El dinero no hace la felicidad

Para
Aristóteles existe una diferencia importante entre la satisfacción de
necesidades y la generación de dinero. La primera tiene un objetivo
claro, que se relaciona con bienes y servicios que permiten que nuestra
vida pueda continuar en el tiempo, mientras que la segunda no tiene una
existencia clara ya que es el hombre el único ser vivo que utiliza el
concepto “dinero” como mecanismo de intercambio.
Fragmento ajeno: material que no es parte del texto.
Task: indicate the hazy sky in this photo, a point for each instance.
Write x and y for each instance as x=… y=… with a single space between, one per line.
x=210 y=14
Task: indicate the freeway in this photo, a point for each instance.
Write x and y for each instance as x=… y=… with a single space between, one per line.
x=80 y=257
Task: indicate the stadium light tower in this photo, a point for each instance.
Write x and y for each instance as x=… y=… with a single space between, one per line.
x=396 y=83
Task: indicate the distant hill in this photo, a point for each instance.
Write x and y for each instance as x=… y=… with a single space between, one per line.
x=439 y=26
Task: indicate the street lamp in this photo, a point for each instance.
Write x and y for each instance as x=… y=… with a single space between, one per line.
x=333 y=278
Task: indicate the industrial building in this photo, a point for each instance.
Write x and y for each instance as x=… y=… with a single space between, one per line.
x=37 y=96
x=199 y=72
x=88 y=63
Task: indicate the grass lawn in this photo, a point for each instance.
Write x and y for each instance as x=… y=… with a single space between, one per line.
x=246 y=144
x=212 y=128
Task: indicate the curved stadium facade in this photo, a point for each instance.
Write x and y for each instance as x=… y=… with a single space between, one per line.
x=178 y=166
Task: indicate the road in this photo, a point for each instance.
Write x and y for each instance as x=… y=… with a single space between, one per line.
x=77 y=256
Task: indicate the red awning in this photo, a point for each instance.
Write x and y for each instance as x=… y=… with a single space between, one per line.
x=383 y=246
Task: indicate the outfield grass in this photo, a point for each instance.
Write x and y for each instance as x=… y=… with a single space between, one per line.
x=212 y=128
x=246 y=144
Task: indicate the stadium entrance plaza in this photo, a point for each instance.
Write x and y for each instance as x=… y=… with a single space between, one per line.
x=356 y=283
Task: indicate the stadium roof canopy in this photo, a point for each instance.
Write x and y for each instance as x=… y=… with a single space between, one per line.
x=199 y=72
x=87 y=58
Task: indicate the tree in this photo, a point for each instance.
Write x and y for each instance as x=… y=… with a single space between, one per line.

Por ello, frases como
el “Dinero hace la Felicidad” son falsas ya que el intercambio en el
mercado por medio del dinero es meramente instrumental.

Con
esta apreciación podríamos ir más allá y argumentar que el dinero no
tiene valor, ya que este concepto se debería relacionar con aquellos
artículos que nos permite la satisfacción de nuestras necesidades. Es
por esto que autores como Ricardo o Marx centraron sus estudios en
profundizar donde se encuentra la verdadera fuente de valor en nuestras
sociedades y sus respuestas se enfocaron en el trabajo. Algo de razón
existe en estos planteamientos ya que en la actualidad las naciones no
compiten por la generación de dinero, sino más bien por la generación de
competencias laborales. Incluso las empresas dejaron atrás aspectos
ochenteros como las guerras de precios para centrarse en la generación
de productividad en sus trabajadores y con ello generar una mayor
producción organizacional.

En
esta idea se reafirma que el dinero es tan sólo un instrumento -que no
tiene valor en sí- sino que más bien permite la adquisición de capital
que crea valor. Tomando nuevamente palabras de Aristóteles, el dinero
sin control acaba por torcer a la naturaleza erosionando los vínculos
sociales y creando distracciones que nos hace perder los reales
objetivos del vivir en sociedad.

Para
la economía moderna el ser humano se mueve en base a preferencias que
son individuales, siendo más específico este ser humano prefiere
combinaciones de bienes y servicios que él mismo puede elegir y para
ello el dinero entrega dicha libertad de elección. No obstante, aquí nos
viene bien realizarnos una pregunta: ¿Qué sucede cuando no existen las
habilidades y competencias necesarias para tomar dichas decisiones?

En
una interrogante como la anterior, debemos tener claro que la falta de
habilidades y competencias al momento de decidir lleva a que nuestras
elecciones en muchas ocasiones no sean las más adecuadas. Es indudable,
que los países que han mejorado y se han modernizado en gran medida lo
deben a la incorporación de mecanismos de mercado, como la expansión del
consumo y la mejora de sus condiciones materiales, no obstante, estos
aspectos no han ido de la mano con elementos éticos, morales y
culturales que preparen a nuestros compatriotas en sus elecciones y
preferencias.

Con
esto vemos, como los países entregan dinero por medio del Estado, pero
un dinero sin fundamento para muchas familias, es decir, hemos
condicionado a nuestra comunidad a que el dinero es la solución a sus
problemas -lo cual puede ser cierto en el corto plazo- no obstante, en
el transcurso del tiempo las familias ven como la falta de competencias
técnicas, financieras y hasta sociales generan un circulo vicioso que
provocan que nuestras familias más vulnerables deban esperar al menos
tres generaciones para salir de la dinámica de la vulnerabilidad.

Es necesario un cambio en nuestras políticas públicas.